Tricia Doyle chuckled. “Mr. Doyle had an uncle when we were first married who looked like a bulldog. He had big, droopy jowls.”
Tricia Doyle used her free hand to grip her own cheeks and pull the skin down toward her chin.
Amanda laughed. “He looked like a dog?”
“He did, young lady. He even barked sometimes.”
Amanda laughed again. “No suh.”
“Oh, yes.
Ruff!
”
“
Ruff!
” Amanda said.
Then the dog got into it as Amanda placed the brush aside and Mrs. Doyle let Larry go and the three of them faced one another on their haunches and barked at each other.

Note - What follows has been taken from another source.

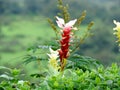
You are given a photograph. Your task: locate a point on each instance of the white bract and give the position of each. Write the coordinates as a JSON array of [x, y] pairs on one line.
[[53, 54], [61, 23]]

In the trees, none of us moved or spoke for the rest of the afternoon. We watched them play with the dog and play with each other, build a mini-version of the house out of old numbered building blocks. We watched them sit on the bench set against the porch rails with an afghan pulled over them against the gathering cold and the dog at their feet, as Mrs. Doyle spoke with her chin on Amanda’s head and Amanda lay on her chest and spoke back.
I think we all felt dirty in those woods, petty and sterile. Childless. Proven, as of yet, inept and unable and unwilling to rise to the sacrifice of parenting. Bureaucrats in the wilderness.
They had gone back in the house, hand in hand, dog squirming between their legs, when Jack Doyle pulled into the clearing. He climbed out of his Ford Explorer with a box under his arm, and whatever was in it made both Tricia Doyle and Amanda shriek when he opened it in the house a few minutes later.